@hitman.sunny,
You've already received some good advice from
sathyan. Also, as with any DIY attempt like you are planning, there are risks that you will make things worse (or perhaps totally unrecoverable) due to human error or other reasons, so you have to consider and accept these risks, if you decide to continue.
Personally I would use a slightly different approach to the one suggested already, but unfortunately I think it would be too complex for you, as you don't have the necessary experience. It would also require more disk space for (at least one more) "working copy" of the clone. Therefore I'll just give 2 replies to your questions:
hitman.sunny wrote:
1. I've made a backup of Partition table(.dat file), can i restore this backup if something goes wrong during recovery and my data will be safe?
No. Only having a copy of the partition table does not mean that all your data is safe.
hitman.sunny wrote:
2. Can the image i'll create of whole HDD will be useful if recovery fails(i.e. can i use it to start recovery procedure again)?
Yes, you can try to do this, although there are risks e.g. you
must get the direction of clone corect, and you need to research and decide where to store your clone target(s) - file or raw disk - and to understand how you could use them. For example, for
some uses, a clone on a raw disk is easier to use under Windows than a clone into a file.
However your original problem is not (or not
only) logical corruption of the filesystem. Notice the read error in your last screenshot (HD Deep Scan.png) - so one or more sectors are unreadable (with standard Windows retries) on the original disk. With the currently available information, we don't yet know how many sectors are unreadable.

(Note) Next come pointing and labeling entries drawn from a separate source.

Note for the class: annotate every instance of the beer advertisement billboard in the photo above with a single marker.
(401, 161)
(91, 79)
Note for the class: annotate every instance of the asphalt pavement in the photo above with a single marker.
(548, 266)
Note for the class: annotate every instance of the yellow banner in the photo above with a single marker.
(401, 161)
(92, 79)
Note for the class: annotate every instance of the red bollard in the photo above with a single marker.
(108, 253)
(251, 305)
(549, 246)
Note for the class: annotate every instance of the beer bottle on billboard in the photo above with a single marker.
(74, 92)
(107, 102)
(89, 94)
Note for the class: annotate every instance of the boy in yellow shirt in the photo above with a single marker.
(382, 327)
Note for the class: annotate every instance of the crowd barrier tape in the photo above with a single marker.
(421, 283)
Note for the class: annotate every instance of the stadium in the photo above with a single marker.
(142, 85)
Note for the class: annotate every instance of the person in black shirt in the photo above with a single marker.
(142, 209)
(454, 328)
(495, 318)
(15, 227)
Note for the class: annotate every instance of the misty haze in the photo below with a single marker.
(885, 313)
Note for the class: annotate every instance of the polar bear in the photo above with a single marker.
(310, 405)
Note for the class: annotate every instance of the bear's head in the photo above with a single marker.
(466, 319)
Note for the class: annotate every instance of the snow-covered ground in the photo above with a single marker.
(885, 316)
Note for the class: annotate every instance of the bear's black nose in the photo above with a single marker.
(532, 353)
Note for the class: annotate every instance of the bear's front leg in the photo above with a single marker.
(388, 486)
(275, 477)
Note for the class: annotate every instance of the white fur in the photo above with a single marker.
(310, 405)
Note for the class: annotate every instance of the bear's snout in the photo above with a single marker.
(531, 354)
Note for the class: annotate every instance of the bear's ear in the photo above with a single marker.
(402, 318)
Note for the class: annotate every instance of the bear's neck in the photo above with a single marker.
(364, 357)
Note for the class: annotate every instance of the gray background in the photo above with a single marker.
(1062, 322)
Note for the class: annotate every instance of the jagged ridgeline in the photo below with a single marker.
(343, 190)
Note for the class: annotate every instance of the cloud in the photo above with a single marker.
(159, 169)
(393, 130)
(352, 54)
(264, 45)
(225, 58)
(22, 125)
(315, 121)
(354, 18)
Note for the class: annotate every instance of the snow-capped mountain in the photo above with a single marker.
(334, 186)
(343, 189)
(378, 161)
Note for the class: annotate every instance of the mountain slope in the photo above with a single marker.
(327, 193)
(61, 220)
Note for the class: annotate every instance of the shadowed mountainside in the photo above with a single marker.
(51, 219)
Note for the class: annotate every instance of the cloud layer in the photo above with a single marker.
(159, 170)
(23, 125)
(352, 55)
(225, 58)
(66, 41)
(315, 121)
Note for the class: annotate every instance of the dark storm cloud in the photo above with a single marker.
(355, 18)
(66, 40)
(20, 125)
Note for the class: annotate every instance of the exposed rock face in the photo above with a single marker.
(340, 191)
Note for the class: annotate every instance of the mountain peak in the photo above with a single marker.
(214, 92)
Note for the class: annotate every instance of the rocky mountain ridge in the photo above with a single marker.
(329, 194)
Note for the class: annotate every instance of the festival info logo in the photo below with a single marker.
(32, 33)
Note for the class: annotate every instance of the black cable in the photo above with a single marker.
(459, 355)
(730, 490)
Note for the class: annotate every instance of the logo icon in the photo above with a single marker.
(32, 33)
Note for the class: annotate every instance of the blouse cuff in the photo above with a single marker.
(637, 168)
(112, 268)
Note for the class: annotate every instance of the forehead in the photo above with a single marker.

Therefore any cloning attempt should use software (like those already mentioned by
sathyan) which doesn't stop (and allows retry control) when there are any initially unreadable sectors. In your case, I suggest not use TestDisk to perform the cloning, as that has no retry control - unless you cannot understand any better cloning software. There have been many previous threads about cloning software - search the forum and read them. Good luck!